Estou de volta da XXXVII Reunião Anual da Sociedade Brasileira de Bioquímica e Biologia Molecular (SBBq) que aconteceu em Águas de Lindóia – SP semana passada.

Desde que eu me enveredei por essa área científica, há uns 10 anos atrás, tenho ido frequentemente a congressos (mais ou menos um por ano em média). Muitos acham um saco, mas eu acho bom por quatro motivos:

  • Conhecer pessoas – que trabalham com a mesma coisa que você e que fazem coisas completamente diferentes que você.
  • Atualização.
  • Quebra de rotina – que pode ser massacrante ;-)
  • Conhecer novos lugares – é bom viajar, principalmente quando recebemos auxílio financeiro pra isso! :-)

A SBBq tem uma seção só de bioinformática e daí dá pra tentar ver mais ou menos pra onde a área está se enveredando. Grosso modo, deu pra perceber, mesmo com o viés por ser um congresso de bioquímica, que as coisas estão migrando para a área de proteômica – eu vi diversos posters com modelagens 3D de proteínas e proteômica de um modo geral e nenhum sequer sobre microarrays, por exemplo.

Nesse congresso aproveitei para conversar com uma especialista em uvas. A garota se chama Caroline e é lá do Sul, mais especificamente do Instituto de Biotecnologia de Caxias do Sul – RS. O pôster dela me chamou atenção por se tratar de composição do extrato de uvas e eu queria saber a opinião dela sobre o resveratrol. Durante a conversa, deu pra perceber que ela estava bem por dentro do assunto (e depois deu pra saber por que: a moça tem diversos papers sobre estudos de compostos de uvas ).

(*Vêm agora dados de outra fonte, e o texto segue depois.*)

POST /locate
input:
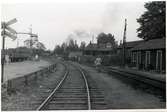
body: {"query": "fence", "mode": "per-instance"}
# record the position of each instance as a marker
(12, 84)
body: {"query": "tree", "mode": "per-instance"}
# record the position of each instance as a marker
(82, 46)
(57, 50)
(152, 22)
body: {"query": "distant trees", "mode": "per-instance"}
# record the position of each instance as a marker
(152, 22)
(66, 47)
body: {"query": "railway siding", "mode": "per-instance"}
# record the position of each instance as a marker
(158, 82)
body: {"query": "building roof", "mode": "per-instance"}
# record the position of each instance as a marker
(94, 47)
(151, 44)
(91, 46)
(76, 53)
(132, 44)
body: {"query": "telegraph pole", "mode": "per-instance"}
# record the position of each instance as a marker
(3, 52)
(11, 34)
(124, 45)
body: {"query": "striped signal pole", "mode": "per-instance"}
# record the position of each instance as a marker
(124, 44)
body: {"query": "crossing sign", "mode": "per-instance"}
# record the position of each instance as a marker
(5, 26)
(11, 30)
(12, 36)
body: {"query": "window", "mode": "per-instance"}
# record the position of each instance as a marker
(147, 58)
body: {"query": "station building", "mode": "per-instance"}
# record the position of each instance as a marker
(150, 55)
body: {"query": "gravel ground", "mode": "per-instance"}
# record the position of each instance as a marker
(28, 97)
(119, 95)
(18, 69)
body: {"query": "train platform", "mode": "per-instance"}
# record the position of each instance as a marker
(153, 75)
(18, 69)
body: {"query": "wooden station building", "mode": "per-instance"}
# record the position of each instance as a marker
(150, 55)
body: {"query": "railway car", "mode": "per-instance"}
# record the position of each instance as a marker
(19, 54)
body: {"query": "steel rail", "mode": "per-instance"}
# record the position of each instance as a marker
(50, 96)
(87, 87)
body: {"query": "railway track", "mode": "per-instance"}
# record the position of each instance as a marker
(72, 92)
(144, 80)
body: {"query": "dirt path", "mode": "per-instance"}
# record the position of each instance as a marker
(119, 95)
(18, 69)
(28, 97)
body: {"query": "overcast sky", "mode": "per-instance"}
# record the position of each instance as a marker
(54, 22)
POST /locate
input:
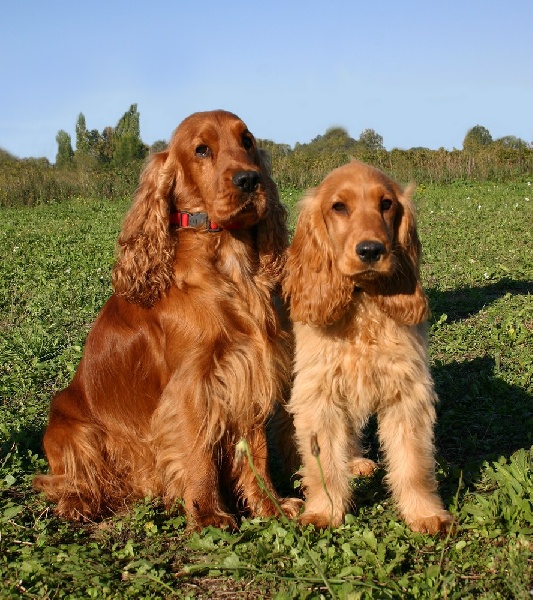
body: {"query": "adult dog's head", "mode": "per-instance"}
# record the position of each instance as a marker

Daí eu aproveitei pra perguntar se ela tomaria resveratrol em doses orais. A resposta foi bem incisiva: Não. Primeiro porque não existe nada realmente provado que o resveratrol combate o envelhecimento (apesar de proteger os camundongos contra doenças relacionadas a dietas hipercalóricas). E segundo porque as concentrações de resveratrol no vinho e suco de uva são muito menores do que doses orais de resveratrol puro – inclusive, algumas substâncias ditas antioxidantes em doses baixas, se tornam oxidantes em doses maiores, como é o caso da vitamina C.

Então, para os menos radicais, acho que o negócio é ficar só no suco de uva e vinho mesmo ;-)

Depois comento sobre o outro poster que eu vi que enfatiza os malefícios dos produtos da queima do diesel para células do sistema imune – seria uma propaganda para o biodiesel?